The primary concerns surrounding the Yankees all season related to their rotation. But blame the bats for their premature exit from the playoffs.
Latest Yankees stories
For the Yankees, who had the American League's best record, it's on to an offseason off issues that include the contract of general manager Brian Cashman, whose deal expires Oct. 31; the opt-out in CC Sabathia's contract that he is expected to exercise; the likely departure of Jorge Posada and, of course, other holes left in the rotation with the likely departures of Freddy Garcia and Bartolo Colon.
The Yankees, who trailed 3-0 going into the bottom of the fifth, had their chances throughout the game but mostly came up empty, stranding 11 runners in the first eight innings. They loaded the bases with one out in the fourth and seventh but couldn't do much damage, scoring only one run.
In the fourth, after Alex Rodriguez was held at third by third-base coach Rob Thomson on Jorge Posada's solid single to center that loaded the bases, Russell Martin and Brett Gardner popped up against Doug Fister.
With two outs in the eighth, Gardner singled off Benoit and appeared to have second base stolen when Derek Jeter flied out to the warning track in right.
Against Jose Valverde in the ninth, Curtis Granderson popped to left, Robinson Cano sent a broken-bat liner to center and Rodriguez struck out to end the Yankees' season and was booed lustily. It was his third strikeout and dropped him to 2-for-18 in the series.

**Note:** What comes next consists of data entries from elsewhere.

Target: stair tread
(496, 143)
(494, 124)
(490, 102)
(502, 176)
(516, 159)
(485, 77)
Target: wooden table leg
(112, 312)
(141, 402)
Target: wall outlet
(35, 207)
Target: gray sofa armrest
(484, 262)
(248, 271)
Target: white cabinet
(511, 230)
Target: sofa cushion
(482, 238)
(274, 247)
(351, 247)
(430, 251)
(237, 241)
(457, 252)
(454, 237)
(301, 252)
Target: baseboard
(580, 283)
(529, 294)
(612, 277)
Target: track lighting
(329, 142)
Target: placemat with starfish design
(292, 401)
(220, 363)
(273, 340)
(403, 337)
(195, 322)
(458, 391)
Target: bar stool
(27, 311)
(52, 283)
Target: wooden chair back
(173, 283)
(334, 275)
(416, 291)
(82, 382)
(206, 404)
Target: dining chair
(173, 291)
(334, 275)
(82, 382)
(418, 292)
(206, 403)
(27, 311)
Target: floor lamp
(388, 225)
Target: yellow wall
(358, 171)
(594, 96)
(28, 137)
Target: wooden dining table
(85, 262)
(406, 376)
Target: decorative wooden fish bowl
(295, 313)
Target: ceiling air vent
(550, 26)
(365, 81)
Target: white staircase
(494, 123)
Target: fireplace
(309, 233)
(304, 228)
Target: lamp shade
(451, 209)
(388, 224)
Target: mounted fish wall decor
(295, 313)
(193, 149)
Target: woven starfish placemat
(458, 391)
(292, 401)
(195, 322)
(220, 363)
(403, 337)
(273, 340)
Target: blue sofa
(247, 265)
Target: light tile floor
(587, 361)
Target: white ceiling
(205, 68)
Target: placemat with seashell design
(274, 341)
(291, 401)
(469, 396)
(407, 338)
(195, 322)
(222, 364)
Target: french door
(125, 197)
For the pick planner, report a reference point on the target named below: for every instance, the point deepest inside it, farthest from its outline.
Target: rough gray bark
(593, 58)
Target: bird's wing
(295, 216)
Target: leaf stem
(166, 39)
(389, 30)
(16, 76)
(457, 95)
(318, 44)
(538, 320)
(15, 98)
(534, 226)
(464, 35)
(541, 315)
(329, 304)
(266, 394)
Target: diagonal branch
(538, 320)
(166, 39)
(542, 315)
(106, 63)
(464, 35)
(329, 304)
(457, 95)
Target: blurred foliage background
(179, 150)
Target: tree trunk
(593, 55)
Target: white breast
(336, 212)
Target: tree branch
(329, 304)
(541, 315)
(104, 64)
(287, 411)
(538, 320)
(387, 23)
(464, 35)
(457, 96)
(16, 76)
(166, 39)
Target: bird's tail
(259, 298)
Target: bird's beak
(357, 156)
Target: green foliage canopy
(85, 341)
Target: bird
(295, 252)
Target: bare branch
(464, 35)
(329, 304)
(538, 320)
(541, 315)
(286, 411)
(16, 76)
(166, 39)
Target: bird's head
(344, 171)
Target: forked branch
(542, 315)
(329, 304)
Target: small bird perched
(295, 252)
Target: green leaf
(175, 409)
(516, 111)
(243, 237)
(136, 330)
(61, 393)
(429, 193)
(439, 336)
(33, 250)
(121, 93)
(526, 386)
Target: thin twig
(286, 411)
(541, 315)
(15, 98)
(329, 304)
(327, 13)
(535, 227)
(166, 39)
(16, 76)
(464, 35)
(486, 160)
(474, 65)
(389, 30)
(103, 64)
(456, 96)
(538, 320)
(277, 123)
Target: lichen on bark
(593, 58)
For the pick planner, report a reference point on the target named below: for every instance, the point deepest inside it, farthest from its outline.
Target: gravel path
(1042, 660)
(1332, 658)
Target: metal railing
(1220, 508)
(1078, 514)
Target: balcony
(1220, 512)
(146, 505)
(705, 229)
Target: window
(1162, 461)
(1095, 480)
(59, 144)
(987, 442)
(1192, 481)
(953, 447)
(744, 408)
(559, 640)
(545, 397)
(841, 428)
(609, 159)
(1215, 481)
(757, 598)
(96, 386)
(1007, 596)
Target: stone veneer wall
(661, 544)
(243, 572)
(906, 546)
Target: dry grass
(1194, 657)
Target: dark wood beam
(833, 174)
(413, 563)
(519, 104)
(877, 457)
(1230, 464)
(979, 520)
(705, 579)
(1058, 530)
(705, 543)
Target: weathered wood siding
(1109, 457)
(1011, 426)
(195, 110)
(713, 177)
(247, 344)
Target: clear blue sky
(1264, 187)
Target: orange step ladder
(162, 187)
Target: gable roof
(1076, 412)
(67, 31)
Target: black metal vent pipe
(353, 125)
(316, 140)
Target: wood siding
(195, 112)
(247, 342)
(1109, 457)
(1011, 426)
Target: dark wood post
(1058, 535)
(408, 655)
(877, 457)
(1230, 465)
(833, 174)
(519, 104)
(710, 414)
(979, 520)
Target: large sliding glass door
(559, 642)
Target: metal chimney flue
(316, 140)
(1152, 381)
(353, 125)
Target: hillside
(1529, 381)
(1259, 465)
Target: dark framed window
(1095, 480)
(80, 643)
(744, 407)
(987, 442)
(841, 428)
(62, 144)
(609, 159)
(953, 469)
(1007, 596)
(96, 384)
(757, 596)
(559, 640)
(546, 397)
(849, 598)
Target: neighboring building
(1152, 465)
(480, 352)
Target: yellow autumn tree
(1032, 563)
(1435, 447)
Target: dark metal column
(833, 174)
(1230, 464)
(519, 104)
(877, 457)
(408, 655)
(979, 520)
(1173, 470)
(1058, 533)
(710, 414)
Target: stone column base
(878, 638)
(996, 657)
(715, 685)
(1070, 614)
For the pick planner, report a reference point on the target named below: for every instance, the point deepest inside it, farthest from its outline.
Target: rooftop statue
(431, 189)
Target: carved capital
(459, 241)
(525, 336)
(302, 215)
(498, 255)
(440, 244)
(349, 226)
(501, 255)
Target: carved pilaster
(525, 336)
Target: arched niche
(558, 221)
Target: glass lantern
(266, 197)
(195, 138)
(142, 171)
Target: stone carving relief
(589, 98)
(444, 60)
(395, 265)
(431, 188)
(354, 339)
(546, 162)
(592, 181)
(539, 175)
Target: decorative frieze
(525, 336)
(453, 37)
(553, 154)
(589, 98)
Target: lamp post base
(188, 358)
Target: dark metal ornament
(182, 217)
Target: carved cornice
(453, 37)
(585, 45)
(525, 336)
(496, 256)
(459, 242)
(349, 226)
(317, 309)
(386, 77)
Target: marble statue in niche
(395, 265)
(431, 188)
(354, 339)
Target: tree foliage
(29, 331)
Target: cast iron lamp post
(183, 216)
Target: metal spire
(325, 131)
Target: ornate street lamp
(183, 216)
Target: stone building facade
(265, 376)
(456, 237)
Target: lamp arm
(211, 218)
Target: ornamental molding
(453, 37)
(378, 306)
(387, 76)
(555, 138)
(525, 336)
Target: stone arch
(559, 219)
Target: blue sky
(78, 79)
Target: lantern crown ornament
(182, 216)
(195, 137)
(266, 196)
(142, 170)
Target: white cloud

Although Nova took the loss after allowing home runs to Don Kelly and Delmon Young on consecutive pitches in the first inning, reliever Sabathia allowed what proved to be the winning run in the fifth on a two-out RBI single by former Indians batterymate Victor Martinez. The hit, which followed an intentional walk to Miguel Cabrera, gave the Tigers a 3-0 lead.
Before the game, Yankees manager Joe Girardi gave a predictable answer about his expectations for his starter, Nova. Then he tagged his response with something that turned out to be prophetic.
"I expect him to go out and pitch well," Girardi said. "My approach is if I feel we need to make a change, I'll make a change no matter what time it is. That's the bottom line."
The change came after two innings. Girardi pulled Nova with what the manager later said during the TBS broadcast was a tight right forearm.
A procession of relievers, including Phil Hughes and Sabathia, followed Nova to the mound. Sabathia, making his first career relief appearance, struck out four in his 11/3 innings but allowed a run in the fifth on Martinez's two-out single, making it 3-0.
Fister, charged with six runs in 42/3 innings in his Game 1 loss to Nova, shut out the Yankees until Cano's two-out homer in the bottom of the fifth made it 3-1.
Max Scherzer, who allowed two hits in six shutout innings in the Tigers' Game 2 victory, replaced Fister in the sixth.
Nova had not lost a game since June 3 -- he was 12-0 with a 3.25 ERA in his last 16 starts of the regular season -- and Girardi talked much of the season of the key to the rookie's success being his ability not to let innings get away from him.
The first inning didn't get away from Nova, but the runs he gave up at least temporarily sucked the air out of the raucous sellout crowd of 50,960, the largest in the history of the new stadium.
Nova started off strongly, striking out Austin Jackson and getting ahead of Kelly 0-and-1. But the next two pitches didn't go as well. Kelly pulled a drive into the seats in rightfield for a 1-0 lead and Young blasted one over the leftfield wall for his third homer of the series and a 2-0 lead.
Cano picked up his ninth RBI of the series, all with two outs, with his home run in the fifth. Teixeira drove Jackson to the warning track in center with a long fly ball in the sixth and Posada singled, making him 6-for-13 to that point in the series, but Martin struck out against Scherzer to end the inning.